The system of solid-oxide fuel cells would eliminate harmful gas emissions, and only release pure carbon dioxide into the air. The process of carbon capture and sequestration (CCS) would store the carbon dioxide underground. The same cell system would also produce clean water, useable for a plethora of purposes.

Carbon Capture Sequestration involves separating out the carbon dioxide from other gases and injecting the potentially harmful gases into deep geological formations, keeping them from heading out into the atmosphere.

While the cheapest fuel will always be pulverized coal, the system designed by Adams and Barton comes fantastically close.

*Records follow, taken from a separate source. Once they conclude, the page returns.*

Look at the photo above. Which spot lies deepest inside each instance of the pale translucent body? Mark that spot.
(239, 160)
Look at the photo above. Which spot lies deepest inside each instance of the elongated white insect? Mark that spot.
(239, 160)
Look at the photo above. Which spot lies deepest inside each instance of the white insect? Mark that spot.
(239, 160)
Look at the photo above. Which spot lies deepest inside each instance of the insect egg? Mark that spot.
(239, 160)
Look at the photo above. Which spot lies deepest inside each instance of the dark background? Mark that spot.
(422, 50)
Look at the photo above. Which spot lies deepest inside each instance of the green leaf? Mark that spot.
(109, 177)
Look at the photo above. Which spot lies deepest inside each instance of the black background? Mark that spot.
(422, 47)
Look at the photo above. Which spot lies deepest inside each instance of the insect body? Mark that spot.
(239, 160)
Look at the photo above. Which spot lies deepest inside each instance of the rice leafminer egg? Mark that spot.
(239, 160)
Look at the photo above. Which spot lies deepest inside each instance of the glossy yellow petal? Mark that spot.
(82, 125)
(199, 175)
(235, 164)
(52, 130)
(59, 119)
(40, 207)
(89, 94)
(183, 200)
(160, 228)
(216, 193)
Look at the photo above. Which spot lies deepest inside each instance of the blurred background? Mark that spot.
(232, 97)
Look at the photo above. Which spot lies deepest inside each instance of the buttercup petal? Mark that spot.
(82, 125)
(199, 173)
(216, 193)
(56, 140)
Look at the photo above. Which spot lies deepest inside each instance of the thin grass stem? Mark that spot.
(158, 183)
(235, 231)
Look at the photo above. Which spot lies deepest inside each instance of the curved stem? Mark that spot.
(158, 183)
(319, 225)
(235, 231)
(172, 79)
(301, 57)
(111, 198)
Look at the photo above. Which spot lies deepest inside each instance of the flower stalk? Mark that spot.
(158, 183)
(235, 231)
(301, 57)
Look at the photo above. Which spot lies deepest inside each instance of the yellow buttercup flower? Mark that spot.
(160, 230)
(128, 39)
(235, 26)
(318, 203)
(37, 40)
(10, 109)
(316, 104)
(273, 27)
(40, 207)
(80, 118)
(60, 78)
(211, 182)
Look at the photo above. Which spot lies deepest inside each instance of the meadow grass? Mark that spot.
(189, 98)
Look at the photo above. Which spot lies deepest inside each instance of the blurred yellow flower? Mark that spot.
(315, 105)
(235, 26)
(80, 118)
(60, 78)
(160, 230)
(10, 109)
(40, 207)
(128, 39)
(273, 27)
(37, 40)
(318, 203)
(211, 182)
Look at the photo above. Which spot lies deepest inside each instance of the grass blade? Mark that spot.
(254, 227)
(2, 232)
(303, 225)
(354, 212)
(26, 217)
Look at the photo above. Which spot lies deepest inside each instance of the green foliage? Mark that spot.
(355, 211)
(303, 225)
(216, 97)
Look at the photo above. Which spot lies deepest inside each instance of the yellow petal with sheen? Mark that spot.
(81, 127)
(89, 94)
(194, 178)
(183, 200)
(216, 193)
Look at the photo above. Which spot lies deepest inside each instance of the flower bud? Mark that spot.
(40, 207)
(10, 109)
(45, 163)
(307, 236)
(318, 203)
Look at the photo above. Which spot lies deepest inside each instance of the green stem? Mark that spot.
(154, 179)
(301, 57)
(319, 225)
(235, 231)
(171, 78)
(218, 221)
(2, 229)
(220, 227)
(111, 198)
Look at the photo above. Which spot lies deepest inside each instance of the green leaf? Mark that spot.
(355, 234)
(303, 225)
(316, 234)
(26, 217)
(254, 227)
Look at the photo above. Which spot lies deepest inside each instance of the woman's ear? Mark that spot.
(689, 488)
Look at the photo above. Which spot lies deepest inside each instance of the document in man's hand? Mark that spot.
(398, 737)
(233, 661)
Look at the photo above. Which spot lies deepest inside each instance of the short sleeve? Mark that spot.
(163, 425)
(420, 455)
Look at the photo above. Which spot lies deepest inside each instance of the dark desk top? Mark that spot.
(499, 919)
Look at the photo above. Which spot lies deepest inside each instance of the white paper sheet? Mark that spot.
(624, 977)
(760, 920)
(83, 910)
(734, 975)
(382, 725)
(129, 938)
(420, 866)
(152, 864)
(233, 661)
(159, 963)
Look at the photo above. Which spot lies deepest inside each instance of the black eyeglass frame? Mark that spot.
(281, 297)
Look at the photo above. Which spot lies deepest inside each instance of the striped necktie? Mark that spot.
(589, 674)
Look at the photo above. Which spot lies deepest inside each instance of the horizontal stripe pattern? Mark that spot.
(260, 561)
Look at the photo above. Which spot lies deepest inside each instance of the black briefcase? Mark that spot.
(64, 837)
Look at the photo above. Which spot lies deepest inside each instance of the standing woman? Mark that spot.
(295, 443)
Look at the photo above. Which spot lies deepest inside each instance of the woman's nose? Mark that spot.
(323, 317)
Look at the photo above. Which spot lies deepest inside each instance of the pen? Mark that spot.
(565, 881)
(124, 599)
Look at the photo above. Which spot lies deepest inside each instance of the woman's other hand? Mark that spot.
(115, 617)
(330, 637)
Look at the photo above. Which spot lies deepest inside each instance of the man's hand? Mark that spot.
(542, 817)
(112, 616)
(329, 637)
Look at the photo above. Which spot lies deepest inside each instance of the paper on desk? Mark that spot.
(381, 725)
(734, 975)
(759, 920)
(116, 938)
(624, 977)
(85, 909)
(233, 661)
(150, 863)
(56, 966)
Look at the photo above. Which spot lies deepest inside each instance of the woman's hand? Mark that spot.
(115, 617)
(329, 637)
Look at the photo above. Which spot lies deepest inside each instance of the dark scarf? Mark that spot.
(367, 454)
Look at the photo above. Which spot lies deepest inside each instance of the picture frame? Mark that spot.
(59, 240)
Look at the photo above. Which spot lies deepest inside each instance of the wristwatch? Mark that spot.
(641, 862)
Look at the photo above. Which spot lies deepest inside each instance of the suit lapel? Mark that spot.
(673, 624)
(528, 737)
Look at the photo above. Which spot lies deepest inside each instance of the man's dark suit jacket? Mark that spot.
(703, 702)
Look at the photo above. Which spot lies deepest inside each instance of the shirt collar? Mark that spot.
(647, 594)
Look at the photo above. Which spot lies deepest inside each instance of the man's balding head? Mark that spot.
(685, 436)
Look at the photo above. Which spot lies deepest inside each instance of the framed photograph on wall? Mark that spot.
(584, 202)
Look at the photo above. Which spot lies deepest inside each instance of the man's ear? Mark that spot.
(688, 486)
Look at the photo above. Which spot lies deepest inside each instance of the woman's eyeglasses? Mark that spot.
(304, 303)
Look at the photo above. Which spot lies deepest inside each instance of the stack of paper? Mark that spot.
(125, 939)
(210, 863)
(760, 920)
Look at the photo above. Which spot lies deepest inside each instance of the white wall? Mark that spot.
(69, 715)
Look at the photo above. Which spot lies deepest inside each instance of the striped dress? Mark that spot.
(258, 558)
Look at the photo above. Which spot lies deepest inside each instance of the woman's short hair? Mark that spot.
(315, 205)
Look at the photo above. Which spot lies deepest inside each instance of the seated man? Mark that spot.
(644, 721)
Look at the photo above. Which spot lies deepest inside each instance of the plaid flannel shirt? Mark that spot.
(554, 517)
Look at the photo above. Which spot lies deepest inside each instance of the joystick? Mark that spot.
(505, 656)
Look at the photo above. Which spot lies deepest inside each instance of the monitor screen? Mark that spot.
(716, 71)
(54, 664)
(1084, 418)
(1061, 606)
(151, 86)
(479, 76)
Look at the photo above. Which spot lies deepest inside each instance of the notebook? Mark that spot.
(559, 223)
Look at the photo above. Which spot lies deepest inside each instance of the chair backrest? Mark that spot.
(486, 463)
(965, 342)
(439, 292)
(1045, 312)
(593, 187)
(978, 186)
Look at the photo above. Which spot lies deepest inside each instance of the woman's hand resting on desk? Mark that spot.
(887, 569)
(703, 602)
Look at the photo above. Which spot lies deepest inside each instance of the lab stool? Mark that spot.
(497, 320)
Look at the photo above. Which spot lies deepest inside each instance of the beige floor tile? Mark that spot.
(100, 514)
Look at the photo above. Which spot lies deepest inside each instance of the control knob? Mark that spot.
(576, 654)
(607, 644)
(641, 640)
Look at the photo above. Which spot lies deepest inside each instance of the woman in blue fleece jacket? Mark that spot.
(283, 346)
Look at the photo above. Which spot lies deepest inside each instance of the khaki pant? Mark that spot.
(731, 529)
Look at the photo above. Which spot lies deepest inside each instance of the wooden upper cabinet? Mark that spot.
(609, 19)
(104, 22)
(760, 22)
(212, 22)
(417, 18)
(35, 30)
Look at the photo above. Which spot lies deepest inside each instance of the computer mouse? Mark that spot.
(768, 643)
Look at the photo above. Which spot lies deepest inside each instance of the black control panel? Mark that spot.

A very low level of carbon tax, about $5 to $10 per ton, would make the technology cheaper than coal plants. Combined-cycle natural gas plants, the most efficient type of fossil-fuel power plants, could be set up with a carbon capture system, thereby reducing the output of greenhouse gases by more than 90% at a comparable cost and even with a substantially higher efficiency. Once there is a form of carbon pricing, the true price exacted on the environment by greenhouse gas emissions will be known and seen by all.

Prototype megawatt-scale plants are planned for 2012. Once the system has been proved at any size, it may be increased to fill the need.
Ultimately an instance of innovation by and for the dreamers.